With our team of data scientists and infectious disease epidemiologists, you will develop and validate language technology models to analyse real-world data from general practitioners, focusing on infections and post-infectious symptoms.
At the Julius Center for Health Sciences and Primary care, one of our key research areas is the relationship between acute infections and non-communicable diseases (e.g. cardiovascular, auto-immune), using large-scale real-world data. This PostDoc position is part of a ZonMw-funded project on long-term risks in patients with post-COVID compared to individuals with similar complaints after other viral infections.
As a post-doctoral researcher, you will work at the intersection of data science, epidemiology, and clinical research, developing innovative methods to optimize the use of rich real-world data. You will be part of a collaborative, interdisciplinary team of motivated data scientists, clinicians, and epidemiologists.
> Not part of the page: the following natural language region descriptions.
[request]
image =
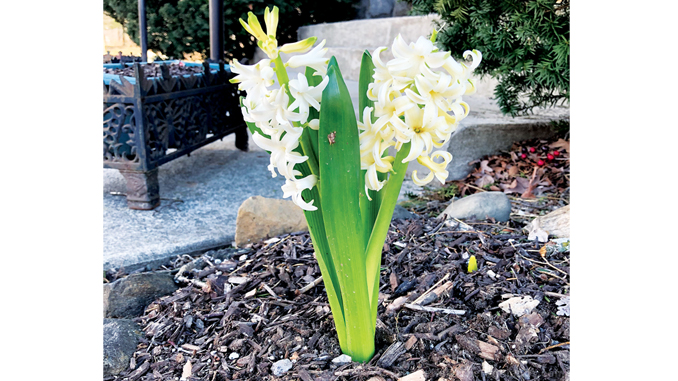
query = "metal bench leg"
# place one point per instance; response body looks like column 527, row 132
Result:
column 143, row 191
column 241, row 139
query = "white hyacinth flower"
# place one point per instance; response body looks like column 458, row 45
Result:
column 281, row 149
column 423, row 125
column 439, row 89
column 314, row 59
column 254, row 79
column 306, row 96
column 274, row 106
column 372, row 147
column 437, row 169
column 414, row 58
column 293, row 188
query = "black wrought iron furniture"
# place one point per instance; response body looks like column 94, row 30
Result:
column 149, row 121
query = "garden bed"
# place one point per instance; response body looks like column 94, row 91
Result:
column 234, row 319
column 260, row 307
column 154, row 69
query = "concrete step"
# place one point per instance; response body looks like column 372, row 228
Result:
column 369, row 33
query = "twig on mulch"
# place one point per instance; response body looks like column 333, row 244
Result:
column 553, row 346
column 417, row 307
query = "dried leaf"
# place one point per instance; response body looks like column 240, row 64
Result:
column 485, row 180
column 562, row 144
column 519, row 306
column 519, row 185
column 484, row 168
column 419, row 375
column 563, row 306
column 393, row 279
column 188, row 371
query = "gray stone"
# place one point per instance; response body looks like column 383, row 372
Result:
column 401, row 8
column 380, row 8
column 480, row 206
column 472, row 141
column 129, row 296
column 121, row 337
column 400, row 212
column 260, row 218
column 281, row 367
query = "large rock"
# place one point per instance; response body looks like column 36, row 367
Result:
column 556, row 223
column 260, row 218
column 483, row 135
column 480, row 206
column 121, row 337
column 129, row 296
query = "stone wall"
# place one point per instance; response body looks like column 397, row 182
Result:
column 373, row 9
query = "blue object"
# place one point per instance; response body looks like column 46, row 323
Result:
column 116, row 77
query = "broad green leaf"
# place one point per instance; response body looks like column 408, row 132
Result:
column 317, row 229
column 339, row 166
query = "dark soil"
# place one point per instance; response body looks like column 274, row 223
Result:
column 534, row 190
column 153, row 70
column 204, row 325
column 252, row 303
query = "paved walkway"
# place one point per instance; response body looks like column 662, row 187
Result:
column 201, row 195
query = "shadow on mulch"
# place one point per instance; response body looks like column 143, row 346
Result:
column 235, row 318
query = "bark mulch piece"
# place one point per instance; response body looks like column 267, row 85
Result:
column 153, row 70
column 236, row 317
column 533, row 190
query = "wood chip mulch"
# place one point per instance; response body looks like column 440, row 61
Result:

Your main focus will be developing and validating Natural Language Processing (NLP) models to extract clinically meaningful diagnoses, symptoms, signs, and disease durations linked to infections and post-infection syndromes including post-COVID. You will work with extensive real-world data from general practitioners to extract clinically relevant information and contribute to innovative solutions in infectious disease research.
Beyond model development, you will have the freedom to work on improving their generalizability and robustness by exploring different modelling techniques, evaluating the impact of design choices, and addressing common pitfalls in model interpretation with implications for real-world clinical and epidemiological research.
The Julius Center for Health Sciences and Primary Care is part of the University Medical Center Utrecht. It carries out scientific research, provides education, and offers expertise and facilities in the area of clinical health sciences and public health. Within the Julius Center, our interdisciplinary department, Epidemiology of Infectious Diseases, is a collaborative team of full, associate and assistant professors, along with PhD students. Together, we conduct research, provide education, and offer expert advice on the prevention, diagnosis, prognosis, and treatment of infectious diseases. We also focus on hospital-acquired respiratory infections. The program, led by prof. Dr. Patricia Bruijning-Verhagen, applies advanced epidemiological and statistical methods, including multicentre randomized trials of preventive and therapeutic interventions, as well as population-based studies and analyses using real-world data.
You have completed a university master's degree in computer science, computational linguistics, AI, engineering, bioinformatics or a comparable technical study and have obtained a Ph.D. in a relevant area (or have completed your dissertation, pending defense).